Imagen de 39 escalones
Quizás por eso, sus héroes, no siéndolo del todo, son espías, mirones, ladrones, profesores, artistas, e instigadores en general de entre el común de la gente, mitad víctimas y mitad protagonistas del sistema, que se ven en medio tanto de la acción del mal como poder, como de un bien no acabado de identificar con las autoridades, que les obliga a ir a la suya, siendo la policía, como parte material más visible de esa autoridad modulable, la que peor parada sale del encuentro.

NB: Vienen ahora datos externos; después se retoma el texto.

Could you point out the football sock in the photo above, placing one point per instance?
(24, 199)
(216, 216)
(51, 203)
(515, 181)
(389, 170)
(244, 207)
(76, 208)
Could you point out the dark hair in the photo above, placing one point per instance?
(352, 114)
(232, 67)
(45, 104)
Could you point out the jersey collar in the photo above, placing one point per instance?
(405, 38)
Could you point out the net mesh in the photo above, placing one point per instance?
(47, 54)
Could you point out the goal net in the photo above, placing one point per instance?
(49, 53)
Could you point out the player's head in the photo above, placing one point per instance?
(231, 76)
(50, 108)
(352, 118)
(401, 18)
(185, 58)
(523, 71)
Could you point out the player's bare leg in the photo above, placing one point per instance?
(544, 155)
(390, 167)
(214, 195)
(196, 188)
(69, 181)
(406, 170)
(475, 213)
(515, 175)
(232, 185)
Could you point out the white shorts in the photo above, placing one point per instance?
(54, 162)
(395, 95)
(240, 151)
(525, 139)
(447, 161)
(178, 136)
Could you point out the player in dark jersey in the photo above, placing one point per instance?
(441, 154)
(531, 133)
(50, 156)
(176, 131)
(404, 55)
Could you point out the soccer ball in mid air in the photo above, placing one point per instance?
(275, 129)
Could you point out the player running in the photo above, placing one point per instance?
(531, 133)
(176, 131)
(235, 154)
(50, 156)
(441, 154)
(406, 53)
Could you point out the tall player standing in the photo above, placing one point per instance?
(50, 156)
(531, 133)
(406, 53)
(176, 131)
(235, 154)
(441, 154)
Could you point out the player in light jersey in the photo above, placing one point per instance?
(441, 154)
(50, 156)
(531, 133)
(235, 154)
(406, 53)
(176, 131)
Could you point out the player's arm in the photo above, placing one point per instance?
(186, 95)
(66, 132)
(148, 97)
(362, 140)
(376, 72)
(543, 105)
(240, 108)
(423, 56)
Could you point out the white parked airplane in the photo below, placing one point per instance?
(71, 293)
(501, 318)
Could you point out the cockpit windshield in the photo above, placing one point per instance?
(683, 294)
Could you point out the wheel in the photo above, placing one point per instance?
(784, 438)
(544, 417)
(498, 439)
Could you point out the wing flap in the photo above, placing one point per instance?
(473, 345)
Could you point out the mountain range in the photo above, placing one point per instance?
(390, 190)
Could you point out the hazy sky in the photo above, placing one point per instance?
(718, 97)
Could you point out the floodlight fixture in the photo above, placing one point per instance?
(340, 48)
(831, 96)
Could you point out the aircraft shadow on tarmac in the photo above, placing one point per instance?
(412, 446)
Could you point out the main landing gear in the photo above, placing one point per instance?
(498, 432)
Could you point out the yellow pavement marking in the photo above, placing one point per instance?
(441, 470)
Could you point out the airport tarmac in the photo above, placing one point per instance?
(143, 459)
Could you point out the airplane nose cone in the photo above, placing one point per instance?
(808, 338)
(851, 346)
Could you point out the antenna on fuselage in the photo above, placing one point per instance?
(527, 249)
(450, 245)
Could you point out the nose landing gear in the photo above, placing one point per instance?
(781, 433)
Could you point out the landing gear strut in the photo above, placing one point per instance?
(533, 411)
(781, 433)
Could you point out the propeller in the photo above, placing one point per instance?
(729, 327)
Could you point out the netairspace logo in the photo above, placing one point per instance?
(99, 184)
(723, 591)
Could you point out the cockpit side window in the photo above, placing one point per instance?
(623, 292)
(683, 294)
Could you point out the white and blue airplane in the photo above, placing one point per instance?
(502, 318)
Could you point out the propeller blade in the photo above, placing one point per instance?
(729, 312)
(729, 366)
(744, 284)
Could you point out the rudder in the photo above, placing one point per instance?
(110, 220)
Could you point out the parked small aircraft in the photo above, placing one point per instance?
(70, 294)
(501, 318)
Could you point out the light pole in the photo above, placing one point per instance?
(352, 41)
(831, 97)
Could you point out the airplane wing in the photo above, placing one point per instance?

Imagen de La ventana indiscreta
Haciendo un recuento rápido por su filmografía, el Frank Webber de Chantaje no es precisamente un ejemplar del mejor Scotland Yard, sino uno de sus productos más atípicos. Y en Elstree Calling, la parodia de lo policiaco es descarada. En 39 escalones, la policía es un mero secundario, que a veces es suplantada por criminales; o sea perfectamente canjeable por su contrario, un bonito contrasentido del que mucho gustaría el director, junto con la doblez, el intercambio de caracteres y otros caprichos. 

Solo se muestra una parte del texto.